Gesundheitsreform in den USA:Abweichler gefährden Trumpcare

Lesezeit: 3 min

Mitch McConnell (Mitte), Mehrheitsführer der Republikaner im Senat. (Foto: AP)
  • Der republikanische Senatsführer Mitch McConnell hat Änderungen am Gesetz zur Abschaffung von "Obamacare" vorgestellt.
  • Weil sich bereits zwei Abweichler gemeldet haben, müssen alle verbliebenen 50 konservativen Senatoren nun für das Vorhaben stimmen.
  • Präsident Trump macht auf Twitter Druck auf die Senatoren.

Von Johannes Kuhn

Das Wort unmöglich ist nicht angebracht, doch Mitch McConnell steht vor einer schwierigen Aufgabe: In der Fraktion des republikanischen Senatsführers darf kein einziger Abweichler mehr auftauchen - andernfalls ist die umstrittene Gesundheitsreform der Konservativen gescheitert.

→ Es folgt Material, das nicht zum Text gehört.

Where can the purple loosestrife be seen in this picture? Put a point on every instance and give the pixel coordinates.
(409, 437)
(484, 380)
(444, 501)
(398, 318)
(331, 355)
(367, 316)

52 Republikaner sitzen im US-Senat, wenn 50 für eine Abschaffung von "Obamacare" stimmen, kann Vizepräsident Mike Pence mit einer Sonderstimme die Mehrheit sichern. Bereits vor wenigen Wochen hatte McConnell jedoch einen ersten Entwurf zurückziehen müssen, weil sich unter seinen 51 Senatskollegen zu viele Skeptiker zu Wort gemeldet hatten.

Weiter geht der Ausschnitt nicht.